Der einzige Unterschied  besteht im Sidescanverfahren, dass nur der GT52 beherrscht, allerdings braucht er dazu auch das passende Gerät, nämlich den
Striker 7SV.
Der gt20 ist ein Zweifrequenzgeber, der die Chirp Funktionen des Gerätes nur in einem sehr schmalen Band von +-5Khz ausführen kann und
daher die Vorteile des Chirpverfahrens, wie bessere Objekttrennung usw., nicht nutzt.
Es macht deshalb bei allen Garmin CHirp Geräten Sinn, einen Chirp Geber, wie z.B. den Gt22,Gt52, zu nutzen.
Im Süßwasser würde ich heute nicht mehr auf die Sidescan Funktionen verzichten. Nur mit dieser Scanmethode bekommt man
eine Vorstellung davon, wo sich der Fisch in Bezug auf die Bootsposition befindet.
Wie gut der gt52 gerade im Sidescanbereich arbeitet, kannst Du Dir in diesem Praxistest (Link unten)einmal an den Beispielbildern anschauen.
Auch kannst Du hier einmal sehen, wie gut die 2-D Chirp Aufnahmen mit dem Gt52 sind z.B. im Vergleich zum Simrad Go7xse.
Dabei spielt es keine Rolle, wenn die Aufnahmen hier mit einem echomap 72sv gemacht wurden. Da gibt es technisch in diesem Bereich zum Striker
keine Unterschiede.

https://www.fischfindertest.de/echo...lus-7sv-raymarine-axiom-7-3-d-simrad-go-7xse/


----------



## Naish82 (3. Dezember 2018)

Danke für deine Meinung/Antwort, bestätigt mich weiter zum 7sV, auch wenn ich den siedescanansicht derzeit noch gewöhnungsbedürftig finde.

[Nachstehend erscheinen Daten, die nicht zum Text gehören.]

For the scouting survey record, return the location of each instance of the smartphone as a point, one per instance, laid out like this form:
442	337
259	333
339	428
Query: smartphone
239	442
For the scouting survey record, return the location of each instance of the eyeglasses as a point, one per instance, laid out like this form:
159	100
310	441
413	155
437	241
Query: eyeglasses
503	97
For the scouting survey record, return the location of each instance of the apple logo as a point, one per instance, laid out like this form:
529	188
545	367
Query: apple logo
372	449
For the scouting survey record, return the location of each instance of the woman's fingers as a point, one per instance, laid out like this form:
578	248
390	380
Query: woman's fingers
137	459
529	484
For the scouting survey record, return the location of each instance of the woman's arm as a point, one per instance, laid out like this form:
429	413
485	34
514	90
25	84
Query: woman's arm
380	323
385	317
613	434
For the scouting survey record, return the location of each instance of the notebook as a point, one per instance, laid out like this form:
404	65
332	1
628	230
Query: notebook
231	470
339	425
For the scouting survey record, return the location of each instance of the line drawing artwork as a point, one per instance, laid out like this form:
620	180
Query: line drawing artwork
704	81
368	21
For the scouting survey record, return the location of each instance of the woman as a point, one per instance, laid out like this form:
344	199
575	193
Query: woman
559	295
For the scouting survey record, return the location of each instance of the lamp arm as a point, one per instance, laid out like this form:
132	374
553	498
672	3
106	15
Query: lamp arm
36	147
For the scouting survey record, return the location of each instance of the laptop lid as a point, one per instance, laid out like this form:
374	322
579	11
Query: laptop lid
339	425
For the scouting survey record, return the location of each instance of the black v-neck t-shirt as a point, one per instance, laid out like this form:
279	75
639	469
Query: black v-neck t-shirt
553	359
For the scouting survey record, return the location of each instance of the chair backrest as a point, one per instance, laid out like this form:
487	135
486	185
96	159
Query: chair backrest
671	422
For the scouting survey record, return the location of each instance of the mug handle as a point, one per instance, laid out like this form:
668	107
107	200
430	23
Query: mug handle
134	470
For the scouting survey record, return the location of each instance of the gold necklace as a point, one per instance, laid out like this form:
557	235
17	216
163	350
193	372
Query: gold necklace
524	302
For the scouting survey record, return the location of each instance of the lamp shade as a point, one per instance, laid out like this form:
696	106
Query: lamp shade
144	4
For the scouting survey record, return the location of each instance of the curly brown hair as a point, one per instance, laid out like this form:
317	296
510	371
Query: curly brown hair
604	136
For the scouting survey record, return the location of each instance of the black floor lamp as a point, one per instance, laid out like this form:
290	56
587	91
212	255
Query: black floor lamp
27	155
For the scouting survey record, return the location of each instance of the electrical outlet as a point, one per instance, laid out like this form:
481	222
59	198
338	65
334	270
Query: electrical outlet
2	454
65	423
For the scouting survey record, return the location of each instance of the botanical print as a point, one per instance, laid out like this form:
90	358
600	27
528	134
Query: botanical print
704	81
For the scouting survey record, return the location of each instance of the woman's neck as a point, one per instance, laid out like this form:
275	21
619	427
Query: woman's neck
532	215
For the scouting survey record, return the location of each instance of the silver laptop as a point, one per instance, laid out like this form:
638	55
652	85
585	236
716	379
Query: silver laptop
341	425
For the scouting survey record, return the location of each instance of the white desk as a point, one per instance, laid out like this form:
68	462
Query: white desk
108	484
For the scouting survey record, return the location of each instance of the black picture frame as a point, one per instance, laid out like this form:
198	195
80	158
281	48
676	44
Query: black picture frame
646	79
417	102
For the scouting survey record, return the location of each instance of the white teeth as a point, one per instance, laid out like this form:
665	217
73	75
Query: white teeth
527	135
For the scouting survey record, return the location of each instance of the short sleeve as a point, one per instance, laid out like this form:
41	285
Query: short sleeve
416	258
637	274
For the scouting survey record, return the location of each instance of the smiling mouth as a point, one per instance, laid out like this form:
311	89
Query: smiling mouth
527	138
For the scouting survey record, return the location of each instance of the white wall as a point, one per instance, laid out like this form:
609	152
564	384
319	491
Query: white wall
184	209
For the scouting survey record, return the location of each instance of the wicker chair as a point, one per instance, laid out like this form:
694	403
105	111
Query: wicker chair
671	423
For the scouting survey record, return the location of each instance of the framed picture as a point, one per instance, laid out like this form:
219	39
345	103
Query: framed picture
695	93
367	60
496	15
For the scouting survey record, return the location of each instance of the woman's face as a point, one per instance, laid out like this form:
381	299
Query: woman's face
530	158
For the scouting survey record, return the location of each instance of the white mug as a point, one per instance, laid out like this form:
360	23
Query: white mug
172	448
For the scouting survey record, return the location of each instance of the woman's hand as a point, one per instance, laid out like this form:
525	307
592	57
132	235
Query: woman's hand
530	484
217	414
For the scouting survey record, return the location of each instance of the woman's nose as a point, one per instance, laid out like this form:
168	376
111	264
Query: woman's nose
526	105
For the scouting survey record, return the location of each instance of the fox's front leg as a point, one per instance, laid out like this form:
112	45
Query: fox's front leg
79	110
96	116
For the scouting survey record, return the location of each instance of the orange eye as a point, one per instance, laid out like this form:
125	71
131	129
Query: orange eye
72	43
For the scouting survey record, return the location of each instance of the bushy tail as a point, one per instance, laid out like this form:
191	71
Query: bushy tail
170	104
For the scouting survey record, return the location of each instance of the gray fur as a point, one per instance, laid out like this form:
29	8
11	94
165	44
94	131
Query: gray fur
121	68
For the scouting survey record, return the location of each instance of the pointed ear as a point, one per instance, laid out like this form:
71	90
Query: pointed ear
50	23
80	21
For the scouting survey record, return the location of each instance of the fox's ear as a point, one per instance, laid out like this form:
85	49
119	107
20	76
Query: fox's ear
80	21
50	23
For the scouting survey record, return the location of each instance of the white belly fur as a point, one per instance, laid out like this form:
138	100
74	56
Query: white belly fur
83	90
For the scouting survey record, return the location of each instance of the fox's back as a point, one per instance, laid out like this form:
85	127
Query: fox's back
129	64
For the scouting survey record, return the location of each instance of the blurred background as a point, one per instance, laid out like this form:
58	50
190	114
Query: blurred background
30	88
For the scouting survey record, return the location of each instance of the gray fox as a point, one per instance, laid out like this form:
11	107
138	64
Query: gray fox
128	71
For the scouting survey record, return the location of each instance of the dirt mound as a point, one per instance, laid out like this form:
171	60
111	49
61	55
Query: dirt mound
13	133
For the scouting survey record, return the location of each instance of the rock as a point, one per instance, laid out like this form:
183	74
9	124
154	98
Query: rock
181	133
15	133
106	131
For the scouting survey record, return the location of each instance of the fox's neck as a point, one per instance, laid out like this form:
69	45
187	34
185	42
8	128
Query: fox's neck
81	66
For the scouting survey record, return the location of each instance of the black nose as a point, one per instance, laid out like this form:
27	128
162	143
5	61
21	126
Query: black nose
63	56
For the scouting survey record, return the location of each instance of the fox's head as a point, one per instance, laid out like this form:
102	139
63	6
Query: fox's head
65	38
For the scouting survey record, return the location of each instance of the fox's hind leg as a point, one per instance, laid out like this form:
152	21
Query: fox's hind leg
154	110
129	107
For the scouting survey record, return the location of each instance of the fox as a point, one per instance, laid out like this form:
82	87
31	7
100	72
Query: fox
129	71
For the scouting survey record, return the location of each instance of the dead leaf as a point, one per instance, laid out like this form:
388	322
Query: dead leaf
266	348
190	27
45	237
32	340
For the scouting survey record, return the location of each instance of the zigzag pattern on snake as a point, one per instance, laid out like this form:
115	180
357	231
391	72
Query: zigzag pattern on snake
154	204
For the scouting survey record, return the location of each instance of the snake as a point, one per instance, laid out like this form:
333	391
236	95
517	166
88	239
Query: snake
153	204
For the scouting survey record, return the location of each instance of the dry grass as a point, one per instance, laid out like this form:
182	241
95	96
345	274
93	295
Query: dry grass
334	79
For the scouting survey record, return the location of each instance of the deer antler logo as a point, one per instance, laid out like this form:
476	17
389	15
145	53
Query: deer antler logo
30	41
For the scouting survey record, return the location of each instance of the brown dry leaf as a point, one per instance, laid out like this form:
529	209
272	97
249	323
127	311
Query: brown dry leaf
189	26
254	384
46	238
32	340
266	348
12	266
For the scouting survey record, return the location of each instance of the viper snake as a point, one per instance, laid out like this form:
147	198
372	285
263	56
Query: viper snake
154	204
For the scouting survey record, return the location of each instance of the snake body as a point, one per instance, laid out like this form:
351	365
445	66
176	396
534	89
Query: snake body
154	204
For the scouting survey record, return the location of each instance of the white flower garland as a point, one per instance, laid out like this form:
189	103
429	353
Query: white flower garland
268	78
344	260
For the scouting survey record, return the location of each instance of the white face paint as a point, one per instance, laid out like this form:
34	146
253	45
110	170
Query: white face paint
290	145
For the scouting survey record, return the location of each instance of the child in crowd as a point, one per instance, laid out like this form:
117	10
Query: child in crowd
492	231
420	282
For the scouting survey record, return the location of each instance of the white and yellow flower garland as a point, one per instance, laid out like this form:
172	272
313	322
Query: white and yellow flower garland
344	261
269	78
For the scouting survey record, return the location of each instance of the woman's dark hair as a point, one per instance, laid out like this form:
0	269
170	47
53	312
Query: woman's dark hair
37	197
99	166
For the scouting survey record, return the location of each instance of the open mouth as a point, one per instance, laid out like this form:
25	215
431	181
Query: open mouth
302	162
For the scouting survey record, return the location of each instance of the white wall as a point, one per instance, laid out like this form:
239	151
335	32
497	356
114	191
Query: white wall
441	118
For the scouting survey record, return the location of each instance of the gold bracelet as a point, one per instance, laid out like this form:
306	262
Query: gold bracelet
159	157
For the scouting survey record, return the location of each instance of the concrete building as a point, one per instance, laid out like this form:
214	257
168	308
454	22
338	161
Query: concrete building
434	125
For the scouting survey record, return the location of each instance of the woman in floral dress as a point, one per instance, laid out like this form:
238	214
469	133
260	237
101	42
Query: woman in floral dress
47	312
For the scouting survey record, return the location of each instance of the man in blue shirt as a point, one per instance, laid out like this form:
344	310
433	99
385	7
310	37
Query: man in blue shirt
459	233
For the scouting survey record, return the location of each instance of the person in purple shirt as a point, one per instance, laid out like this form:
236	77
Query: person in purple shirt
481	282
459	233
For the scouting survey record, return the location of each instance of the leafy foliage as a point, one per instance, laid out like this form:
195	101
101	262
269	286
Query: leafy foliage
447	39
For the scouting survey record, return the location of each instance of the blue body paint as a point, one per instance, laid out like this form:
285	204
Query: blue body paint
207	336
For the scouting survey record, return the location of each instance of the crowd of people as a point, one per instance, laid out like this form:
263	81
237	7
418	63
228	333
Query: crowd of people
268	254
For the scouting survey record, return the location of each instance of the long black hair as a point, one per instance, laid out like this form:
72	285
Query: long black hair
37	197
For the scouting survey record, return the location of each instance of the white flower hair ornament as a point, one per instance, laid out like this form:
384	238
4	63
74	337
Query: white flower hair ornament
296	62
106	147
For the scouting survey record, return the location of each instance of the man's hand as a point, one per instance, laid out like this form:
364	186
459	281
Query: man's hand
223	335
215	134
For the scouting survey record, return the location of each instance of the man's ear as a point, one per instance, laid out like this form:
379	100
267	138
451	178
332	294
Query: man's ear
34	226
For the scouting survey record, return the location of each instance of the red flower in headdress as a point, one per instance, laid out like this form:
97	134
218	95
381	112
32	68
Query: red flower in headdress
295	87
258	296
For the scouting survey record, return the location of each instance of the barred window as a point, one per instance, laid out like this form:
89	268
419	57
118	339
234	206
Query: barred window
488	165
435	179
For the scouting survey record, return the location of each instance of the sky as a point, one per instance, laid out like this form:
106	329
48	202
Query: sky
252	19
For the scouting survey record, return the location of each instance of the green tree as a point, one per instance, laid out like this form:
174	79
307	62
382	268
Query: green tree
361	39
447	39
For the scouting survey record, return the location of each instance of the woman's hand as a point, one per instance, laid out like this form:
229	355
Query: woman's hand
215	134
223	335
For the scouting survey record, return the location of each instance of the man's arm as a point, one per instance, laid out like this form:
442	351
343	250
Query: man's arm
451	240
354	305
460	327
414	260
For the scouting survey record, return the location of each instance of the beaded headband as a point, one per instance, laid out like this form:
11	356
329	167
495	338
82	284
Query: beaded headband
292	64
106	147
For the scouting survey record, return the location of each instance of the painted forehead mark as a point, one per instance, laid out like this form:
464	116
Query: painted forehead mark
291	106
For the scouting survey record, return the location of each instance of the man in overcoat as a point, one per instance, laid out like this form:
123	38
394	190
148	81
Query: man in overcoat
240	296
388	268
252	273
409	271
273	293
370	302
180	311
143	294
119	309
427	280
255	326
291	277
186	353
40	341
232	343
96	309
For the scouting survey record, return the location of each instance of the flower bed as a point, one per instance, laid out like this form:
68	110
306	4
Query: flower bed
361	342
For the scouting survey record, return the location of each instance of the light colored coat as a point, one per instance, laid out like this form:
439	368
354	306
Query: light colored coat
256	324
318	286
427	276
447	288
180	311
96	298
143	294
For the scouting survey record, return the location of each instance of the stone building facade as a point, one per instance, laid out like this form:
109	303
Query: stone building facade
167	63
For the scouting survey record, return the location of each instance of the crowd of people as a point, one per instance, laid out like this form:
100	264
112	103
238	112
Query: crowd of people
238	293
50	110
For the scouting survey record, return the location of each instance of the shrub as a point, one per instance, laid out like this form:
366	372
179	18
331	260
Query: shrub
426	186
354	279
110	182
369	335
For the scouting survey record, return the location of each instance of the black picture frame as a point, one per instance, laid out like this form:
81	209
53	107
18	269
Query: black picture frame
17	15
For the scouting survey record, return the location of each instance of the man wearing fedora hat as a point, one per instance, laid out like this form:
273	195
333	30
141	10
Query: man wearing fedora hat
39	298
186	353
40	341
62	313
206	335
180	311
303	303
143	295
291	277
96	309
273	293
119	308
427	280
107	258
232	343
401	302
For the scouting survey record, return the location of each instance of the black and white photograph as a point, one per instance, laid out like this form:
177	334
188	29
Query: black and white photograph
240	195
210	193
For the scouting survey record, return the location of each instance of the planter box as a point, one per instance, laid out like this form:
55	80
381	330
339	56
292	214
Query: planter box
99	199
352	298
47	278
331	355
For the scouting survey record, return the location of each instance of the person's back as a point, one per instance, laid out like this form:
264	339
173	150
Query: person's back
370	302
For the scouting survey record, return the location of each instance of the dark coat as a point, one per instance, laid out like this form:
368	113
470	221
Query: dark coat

Am besten ist wohl sich den down Bzw 2d Scan noch daneben zu legen...

Den Fischfindertest finde ich nur mittelmäßig, trotzdem danke dafür. Ich weiß nicht, ob die page von dir ist, aber als Kritik würde ich mal anmerken, dass man die Bilder der echolote zu null miteinander vergleichen kann, da z.b. Im downscan z.b. nur 2 der 3 echolote per Bild verfügbar sind.
Auch im Sidescan zwischen Raymarine und Garmin sind völlig verschiedene Bilder zu sehen. Dass ist wie Äpfel mit Birnen zu vergleichen.
Wenn du Echolotbilder vergleichen willst, musst du mit den verschiedenen Echoloten immer wieder die selbe Position abfahren, wie Schlageter es in den Videos macht...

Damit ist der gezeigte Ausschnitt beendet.